A new study from Brazil corroborates the evidence gathered by previous research, suggesting that women with low levels of vitamin D after menopause onset have a higher risk of developing breast cancer.
The National Cancer Institute (NCI) note that “approximately 12.4 percent of women will be diagnosed with female breast cancer at some point during their lifetime.”
Worldwide, breast cancer is the most commonly diagnosed form of cancer in women.
Some of the main risk factors for breast cancer include being a woman, advancing age, and obesity after menopause.
Over the past few years, many studies have also been discussing the importance and potential impact of vitamin D in relation to breast cancer risk.
For instance, one such study — covered by Medical News Today earlier this year — that worked with a cohort of participants from Japan found that the women with the highest levels of vitamin D in their system had a significantly lower risk of cancer, compared with those with the lowest vitamin D levels.
Now, researchers at the Sao Paulo State University in Brazil have reached similar conclusions after analyzing the medical data of 627 Brazilian women aged 45–75.
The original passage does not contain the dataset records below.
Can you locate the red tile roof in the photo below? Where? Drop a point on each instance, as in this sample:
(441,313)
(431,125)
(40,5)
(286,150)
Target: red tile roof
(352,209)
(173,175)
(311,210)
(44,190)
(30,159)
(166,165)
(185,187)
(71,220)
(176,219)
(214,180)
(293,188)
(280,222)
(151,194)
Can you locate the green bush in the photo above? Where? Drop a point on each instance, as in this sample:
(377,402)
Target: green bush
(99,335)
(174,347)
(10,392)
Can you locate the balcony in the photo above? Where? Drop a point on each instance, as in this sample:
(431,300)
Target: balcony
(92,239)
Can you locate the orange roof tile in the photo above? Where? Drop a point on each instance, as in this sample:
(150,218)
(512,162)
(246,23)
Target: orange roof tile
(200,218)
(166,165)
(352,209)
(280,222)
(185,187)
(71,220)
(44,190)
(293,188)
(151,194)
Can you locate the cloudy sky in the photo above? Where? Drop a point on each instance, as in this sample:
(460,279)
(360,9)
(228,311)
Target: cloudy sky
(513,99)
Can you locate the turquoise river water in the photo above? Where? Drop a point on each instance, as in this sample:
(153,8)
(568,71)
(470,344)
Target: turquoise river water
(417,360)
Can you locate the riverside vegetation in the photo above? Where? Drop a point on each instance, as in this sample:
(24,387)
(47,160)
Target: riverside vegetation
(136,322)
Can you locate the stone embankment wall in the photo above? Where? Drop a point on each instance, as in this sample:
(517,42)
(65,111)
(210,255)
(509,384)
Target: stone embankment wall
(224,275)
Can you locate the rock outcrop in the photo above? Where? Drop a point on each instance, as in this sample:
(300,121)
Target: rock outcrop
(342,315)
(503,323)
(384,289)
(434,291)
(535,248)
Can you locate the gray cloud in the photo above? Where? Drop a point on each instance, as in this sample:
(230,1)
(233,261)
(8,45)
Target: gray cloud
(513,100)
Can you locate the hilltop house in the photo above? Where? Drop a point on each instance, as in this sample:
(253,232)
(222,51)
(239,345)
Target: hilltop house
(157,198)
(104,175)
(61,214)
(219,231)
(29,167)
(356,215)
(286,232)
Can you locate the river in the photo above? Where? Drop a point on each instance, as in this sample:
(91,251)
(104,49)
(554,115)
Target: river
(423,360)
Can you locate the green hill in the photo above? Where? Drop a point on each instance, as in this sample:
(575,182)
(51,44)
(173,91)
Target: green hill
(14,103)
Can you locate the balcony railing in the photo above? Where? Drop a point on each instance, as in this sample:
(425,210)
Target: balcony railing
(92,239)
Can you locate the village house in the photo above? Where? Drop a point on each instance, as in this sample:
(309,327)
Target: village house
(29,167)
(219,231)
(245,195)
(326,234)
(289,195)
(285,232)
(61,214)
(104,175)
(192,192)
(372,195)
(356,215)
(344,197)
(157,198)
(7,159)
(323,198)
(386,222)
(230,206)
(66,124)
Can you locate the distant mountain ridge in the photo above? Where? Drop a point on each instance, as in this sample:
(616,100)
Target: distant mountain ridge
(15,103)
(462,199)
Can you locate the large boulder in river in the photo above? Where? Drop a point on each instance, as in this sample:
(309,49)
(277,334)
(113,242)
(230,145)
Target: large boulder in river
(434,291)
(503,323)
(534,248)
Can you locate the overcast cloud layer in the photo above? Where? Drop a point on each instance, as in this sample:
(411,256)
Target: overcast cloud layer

Their findings are reported in a study paper — the first author of which is Dr. Murilo Renato Matos Machado — that appears in the journal Menopause, of the North American Menopause Society (NAMS).
‘Vitamin D may stop cancer cell growth’
These participants consisted of two groups of women: 209 diagosed with breast cancer, plus 418 cancer-free women who acted as the control group. All the participants had to have stopped menstruating for at least 12 months.
Comparing the medical information collected from the two groups of women, the researchers note that, at the time of diagnosis, the women with breast cancer had higher rates of low or very low serum (blood) vitamin D, compared with their cancer-free counterparts.